Monday 6 September 2010

Briefly in Europe


So Europe after all. I didn't expect to write about Europe on this blog but, in the planning of longer, more distant adventures, I sometimes forget occasional, even regular, trips to our nearest neighbours that may only involve a car journey far shorter than our annual trek to the Hebrides, or the alternative, quickly forgotten horrors of the cutprice shorthaul flight - easily borne by avoiding food, drink, loos, or, ideally, any luggage bigger than your wallet.

This year I have taken the car to Europe twice: once by ferry to the Hook of Holland overnight - much to be recommended aside from the tannoy wakeup calls too early in the morning - food again should be avoided if possible and not least on grounds of poorest possible ratio between edibility and cost.

In August we travelled by Eurotunnel, the easiest route of all to France, returning, somewhat mistakenly, by ferry from Santander - my husband had a vision of a superior, brief and therefore bearable sparsely populated cruise, fun enough for under 24 hours; he got an overcrowded, very large ferry where the accommodation space to cost ratio equally failed to add up. Drink and plenty of it proved the way forward; mercifully the Bay of Biscay was flat as glass.

At Easter in Holland we were on a mission; culture of course, planned to the last painting with books, lists and maps; and then, most importantly, a visit, with my Mother, to my Grandfather's, her Father's, grave and that was very odd. He was killed near Arnhem in 1944 and my Mother, like us, had never seen the grave. I don't know how she stood it actually, not so much that emotional day but sitting between two of my enormous sons on the backseat being mobbed by them and their various car amusements all over Holland as well as suffering some of my less good accommodation choices.

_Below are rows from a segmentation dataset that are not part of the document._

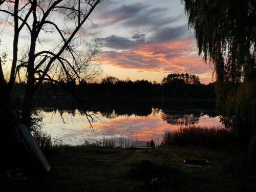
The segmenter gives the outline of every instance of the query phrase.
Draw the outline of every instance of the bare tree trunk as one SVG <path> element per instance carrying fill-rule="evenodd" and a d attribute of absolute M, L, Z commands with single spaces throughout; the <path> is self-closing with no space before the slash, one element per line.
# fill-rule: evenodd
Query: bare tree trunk
<path fill-rule="evenodd" d="M 26 125 L 30 129 L 31 113 L 32 109 L 33 99 L 34 92 L 34 64 L 35 62 L 35 50 L 36 42 L 36 38 L 38 33 L 36 29 L 36 1 L 33 2 L 33 14 L 34 16 L 34 22 L 33 23 L 32 33 L 30 41 L 30 48 L 29 53 L 29 59 L 27 67 L 28 79 L 26 87 L 26 93 L 23 102 L 23 107 L 22 114 L 22 122 Z"/>

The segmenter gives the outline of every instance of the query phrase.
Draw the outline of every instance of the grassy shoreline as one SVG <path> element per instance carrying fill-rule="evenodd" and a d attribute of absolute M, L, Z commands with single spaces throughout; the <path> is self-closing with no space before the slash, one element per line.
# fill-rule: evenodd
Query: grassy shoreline
<path fill-rule="evenodd" d="M 61 146 L 45 152 L 52 169 L 12 186 L 13 191 L 255 191 L 255 174 L 246 172 L 240 151 L 172 146 L 151 151 Z M 183 159 L 207 159 L 211 165 L 189 167 Z M 167 181 L 151 184 L 136 169 L 148 161 L 164 167 Z M 141 171 L 141 170 L 137 170 Z M 10 190 L 9 190 L 10 191 Z"/>

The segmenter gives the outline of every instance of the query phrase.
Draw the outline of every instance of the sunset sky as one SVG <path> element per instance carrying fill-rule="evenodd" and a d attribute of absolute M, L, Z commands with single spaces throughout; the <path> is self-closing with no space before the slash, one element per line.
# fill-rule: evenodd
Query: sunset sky
<path fill-rule="evenodd" d="M 2 49 L 11 53 L 13 28 L 5 26 L 1 18 Z M 52 19 L 59 22 L 57 16 Z M 180 0 L 105 0 L 90 19 L 82 31 L 88 40 L 96 38 L 102 43 L 102 77 L 160 82 L 168 74 L 188 73 L 199 75 L 203 83 L 211 81 L 212 70 L 198 56 Z M 41 45 L 50 49 L 58 38 L 54 35 L 43 35 L 37 49 Z M 28 31 L 20 38 L 20 48 L 28 47 L 24 42 L 29 42 Z"/>
<path fill-rule="evenodd" d="M 105 75 L 160 82 L 169 73 L 187 72 L 211 81 L 180 1 L 105 1 L 91 18 L 89 33 L 104 45 Z"/>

Cockroaches are quite irregular occupants of even lowly hostelries in Europe I suppose but we had our alternative discomforts. A room for 3; my husband with a cold and worse, a cough, a daughter and me in a minutely proportioned bed and breakfast in hideous Arnhem; my sons in a separate cupboard on tiny bunks; my Mother, the daughter of a Duchess and a powerful career woman of reasonable maturity after all, in another with cardboard dividing wall, achieving the impossibility of finding the place tolerable surrounded as it was by the rest of a most lowering housing estate overlooked by grimly dirty tower blocks. Alcohol of course played a soothing role and there were a number of shark like dogs on the streets. My Mother sees all dogs as a sort of redemption and we left before breakfast.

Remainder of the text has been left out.